It must be admitted that theology, which has to stand in service of the faith and the life of the Church, does not have an easy task in the present times. It is required for it to serve practice and that practice is often very complex. On the one hand are those who understand practice as established and stable behaviour, which does not tolerate anything new, and as dangerous a theology, which advocates anything new. On the other hand, as practice we have religious experience, whether it is related to apparitions and conditioned by them or related to different forms of charismatic movements. Here again there is a danger to declare theology lifeless and unconvincing and to reject it for the sake of that kind of experience.

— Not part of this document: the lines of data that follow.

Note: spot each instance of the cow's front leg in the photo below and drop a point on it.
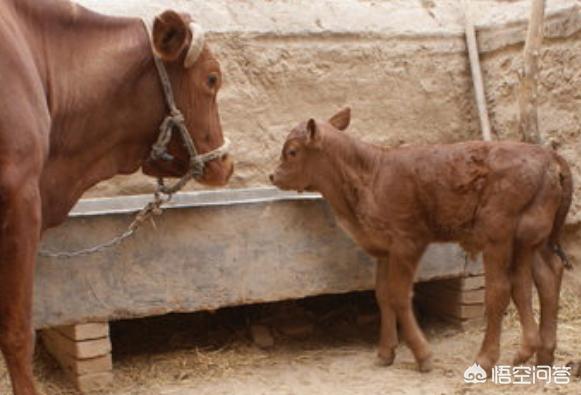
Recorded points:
(20, 220)
(388, 333)
(403, 262)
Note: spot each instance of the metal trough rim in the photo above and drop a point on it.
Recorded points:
(206, 198)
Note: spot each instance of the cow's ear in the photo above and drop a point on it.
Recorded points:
(313, 133)
(170, 35)
(341, 120)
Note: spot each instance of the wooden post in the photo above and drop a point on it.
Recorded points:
(476, 74)
(528, 91)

It is important, however, that theology neither on the one nor the other side, permit itself to become the victim of practice, nor should it sacrifice practice. Where there is no religious experience, it must inspire it and there where it is, it must be on guard not to permit that experience to take on undesirable directions, "so that nothing correct in the new experiences is lost or extinguished, but also that anything that might be incompatible with the Christian mystery secretly imposes itself. . ." It is well known, namely, that in critical moments of the world and the church, the religious spirit strongly yearns for all the more convincing and tangible experience of the reality beyond as a comfort for the present and a promise for the future. Here theology has to distinguish the enthusiastic and unhealthy from the healthy and beneficial, that is, from that which belongs to the deposit of faith and the established courses of salvation.
What in fact does theology understand by the term apparitions and visions? In the broadest sense of the word, these are "mental experiences in which invisible realities such as God, angels, even the saints, but also created things, become accessible to the physical senses in a natural way, and all this being related to the supernatural goal of human salvation. Spatially distant events as well as past and future events also belong here." Healthy Christian tradition never called into doubt the possibility of these manifestations because it knew that by this it would call into question its image of God who was not free only at the beginning in the act of creating the world, but retains that freedom permanently in relation to his creation.

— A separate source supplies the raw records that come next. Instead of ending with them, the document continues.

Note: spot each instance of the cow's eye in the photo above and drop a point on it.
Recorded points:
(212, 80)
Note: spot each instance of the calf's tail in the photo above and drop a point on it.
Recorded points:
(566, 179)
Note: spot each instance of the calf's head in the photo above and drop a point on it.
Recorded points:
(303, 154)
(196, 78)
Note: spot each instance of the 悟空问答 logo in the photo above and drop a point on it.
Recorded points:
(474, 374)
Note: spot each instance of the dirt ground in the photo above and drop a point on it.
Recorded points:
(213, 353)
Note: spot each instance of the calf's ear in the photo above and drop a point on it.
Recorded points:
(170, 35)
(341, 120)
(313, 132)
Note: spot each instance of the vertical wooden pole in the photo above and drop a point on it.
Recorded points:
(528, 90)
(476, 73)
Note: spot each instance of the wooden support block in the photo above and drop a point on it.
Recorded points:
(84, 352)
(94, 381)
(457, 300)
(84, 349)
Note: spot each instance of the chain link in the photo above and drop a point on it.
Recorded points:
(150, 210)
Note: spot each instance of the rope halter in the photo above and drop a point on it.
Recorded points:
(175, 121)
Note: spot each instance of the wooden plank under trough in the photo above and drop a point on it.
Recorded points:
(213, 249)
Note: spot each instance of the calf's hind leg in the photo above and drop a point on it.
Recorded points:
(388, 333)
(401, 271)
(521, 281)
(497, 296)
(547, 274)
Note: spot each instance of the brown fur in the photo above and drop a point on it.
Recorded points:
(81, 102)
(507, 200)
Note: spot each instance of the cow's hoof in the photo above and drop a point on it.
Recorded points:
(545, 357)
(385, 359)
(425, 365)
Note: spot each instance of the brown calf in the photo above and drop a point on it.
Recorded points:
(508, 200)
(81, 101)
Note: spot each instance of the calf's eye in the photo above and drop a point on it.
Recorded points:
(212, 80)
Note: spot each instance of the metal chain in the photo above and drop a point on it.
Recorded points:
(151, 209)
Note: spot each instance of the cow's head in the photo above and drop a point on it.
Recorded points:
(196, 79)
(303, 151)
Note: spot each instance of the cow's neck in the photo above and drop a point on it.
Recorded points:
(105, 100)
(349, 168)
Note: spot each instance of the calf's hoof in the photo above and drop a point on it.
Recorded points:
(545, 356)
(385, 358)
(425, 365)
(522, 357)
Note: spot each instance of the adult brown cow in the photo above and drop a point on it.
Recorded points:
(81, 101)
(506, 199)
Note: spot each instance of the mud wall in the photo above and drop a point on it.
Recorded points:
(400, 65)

Although public Revelation terminated with the New Testament, God, who stands in partnership with the world and man, maintained for himself freedom of action in human history, admittedly, under the aspect of the essential qualification of the New Testament which is his eschatological dimension. Namely, God must respect the fact that with Jesus Christ the final or eschatological times have begun, which are characterized with the event of salvation that began with him. In this span of time from Christ's resurrection to his second coming, God cannot broaden revelation in the sense of making some new covenant as was the case in the Old Testament. He can only still execute the final promised intervention at the end of time by which He will bring to fulfilment the already begun salvation of the world. But before that, in different ways, he certainly can inspirationally influence the realization of that salvation in the present moment of history. One of those ways is his communication in image and word. Whoever would deny this, would call God's freedom into question, as well as the character of Christianity as a revealed religion. Therefore, the essence of private apparitions and revelations after Christ must be such that it substantially corresponds with this eschatological salvific reality."

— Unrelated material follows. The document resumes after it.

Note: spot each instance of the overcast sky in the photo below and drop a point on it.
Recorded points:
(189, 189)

The church has always related to these manifestations with caution, keeping in mind the New Testament warning about the discernment of spirits (1 Cor 12:10; 1 John 4:1; 1 Pet 5:8). It has already been said in the fore mentioned definition, that all manifestations in their intention are related to human salvation. This also implicitly contains the first criterion for their evaluation. Do they correspond to the regular courses of salvation or not? Do they give direction toward them or divert away from them? It is not difficult to establish whether such manifestations divert away from a healthy devotion to Jesus Christ, placing Mary at the centre of devotion in a way that competes with Christ. Furthermore, whether they lead believers to a sincere listening of the word of God and to a sacramental life. It is a known fact that, before the Council, both in Mariology and Marian devotion, one-sidedness and exaggeration was known exist. Along with this goes also a criterion in relation to the visionaries and their way of experiencing the visions. Namely, we must keep in mind that particular times are favourable to such manifestations, just as are times of world anxiety and crisis of faith. Therefore, the obligation of theology is to watch over these manifestations and to observe whether apparitions are "an empty echo in which man is listening only to himself or a response in which man is hearing God." In the same way, one should distinguish the intuitive recognition or the intellectual enlightenment that might occur during prayer or meditation, from actual visions. One should say that the caution mentioned is not the same thing as negligence toward these kind of manifestations, but, on the contrary, is the best service to them.